By Lucy Chelangat
In 2015, there was a shift in the media. Mainstream outlets began plastering General Kale Kayihura’s face on their front pages whenever there was anything negative to do with police. If there was anything positive about them or the General, it did not garner any mainstream media attention, no matter how hard the Police tried. For instance, Kayihura founded Afripol, an African Interpol with beautiful headquarters based in Algeria, or the dozens of new apartment units for police housing, or the founding of the Iran-Uganda Medical Center to benefit police, and so much more. All of which happened within the last four years.
On Wednesday, 11 July, Ugandans protested the social media tax with Robert Kyagulanyi aka Bobi Wine at the forefront, decked in the new opposition red and a black beret reminiscent of the Black Panther movement in the United States. Police dispersed the crowds using tear gas, as they did when Kayihura was IGP, a common method employed the world over. They also fired live ammunition into the air.

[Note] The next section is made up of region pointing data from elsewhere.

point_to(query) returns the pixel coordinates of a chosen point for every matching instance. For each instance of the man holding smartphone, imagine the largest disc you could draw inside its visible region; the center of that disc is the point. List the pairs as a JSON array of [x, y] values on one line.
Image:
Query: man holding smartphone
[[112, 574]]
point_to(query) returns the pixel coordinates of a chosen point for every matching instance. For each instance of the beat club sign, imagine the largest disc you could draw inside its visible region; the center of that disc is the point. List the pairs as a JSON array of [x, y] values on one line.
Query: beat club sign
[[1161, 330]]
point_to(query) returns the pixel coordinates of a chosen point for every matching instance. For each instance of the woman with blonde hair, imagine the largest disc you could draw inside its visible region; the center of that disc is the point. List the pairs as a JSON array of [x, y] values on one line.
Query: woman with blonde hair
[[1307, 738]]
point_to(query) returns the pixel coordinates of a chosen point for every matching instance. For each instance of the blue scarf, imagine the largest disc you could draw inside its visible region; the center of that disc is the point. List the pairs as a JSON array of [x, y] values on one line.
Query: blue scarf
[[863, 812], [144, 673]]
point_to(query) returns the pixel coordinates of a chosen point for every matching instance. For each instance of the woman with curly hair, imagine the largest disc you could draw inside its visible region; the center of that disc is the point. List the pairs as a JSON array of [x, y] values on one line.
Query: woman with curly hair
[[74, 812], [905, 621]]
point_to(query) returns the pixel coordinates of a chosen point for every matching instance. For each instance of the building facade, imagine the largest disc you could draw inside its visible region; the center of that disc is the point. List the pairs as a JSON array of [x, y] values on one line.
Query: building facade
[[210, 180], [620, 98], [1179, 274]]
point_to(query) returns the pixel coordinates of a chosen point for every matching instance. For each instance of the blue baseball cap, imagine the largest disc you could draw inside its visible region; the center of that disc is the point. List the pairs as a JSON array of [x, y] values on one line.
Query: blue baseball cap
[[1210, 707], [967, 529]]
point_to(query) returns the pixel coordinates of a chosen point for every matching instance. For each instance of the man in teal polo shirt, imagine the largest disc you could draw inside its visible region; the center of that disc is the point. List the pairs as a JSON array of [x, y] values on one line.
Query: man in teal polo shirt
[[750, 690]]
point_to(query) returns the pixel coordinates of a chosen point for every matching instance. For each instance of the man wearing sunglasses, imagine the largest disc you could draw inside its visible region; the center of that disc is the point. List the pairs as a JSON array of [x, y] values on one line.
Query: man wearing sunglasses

I was patiently waiting for Okoth Ochola’s face to appear in the mainstream media of New Vision, The Daily Monitor, Red Pepper, Bukedde and The Observer. But there was nothing. Most shocking of all in these outlets that usually love to report negatively about the police, nothing about the teargas or the bullets in the air. At least not in the pages that matter.
Yet, the news of the protests appeared on many international outlets including Reuters, CNN, US News, CBS news, and South Africa’s The Times.
Unlike Kayihura’s last few years, Ochola’s face was not the headline on Thursday, or Friday and will never be the headline throughout his tenure. I say this because it is clear that the media was gunning not for the Police, but for one person, Kayihura. Ochola’s tenure will be free of scrutiny, and the scrutiny of the police will be blamed squarely on individuals and not on Ochola himself, as it should be.
Okoth Ochola has been part of the Police all his life, and never has he once complained about the benefits he had been reaping all his life, until it suited him to do so. What pieces is he picking up, except the ones he was complicit in long before Kayihura entered the Police?
The mainstream news media has been bought by the same people pinning Kayihura for a crime he obviously never committed.
These same people with tons of money to dish out are using Ochola as a pawn for whatever plans they have for this country, because of his weak character. They are also using the media to paint a rosy picture of their pawn and a monstrous one of their enemy, Kayihura. But what does this say about the media who choose money over nuance and truth? What does this say about our country’s priorities?
No matter how this Government fiasco ends, the truth about Kayihura, and the mafia behind his destruction will soon be revealed. How will the mainstream media explain themselves after the truth is out? Will they claim to have been misled? Or will the threads of their corruption unravel as well, and we see that even journalism, is filled with the same types of crooked people we abhor in Government.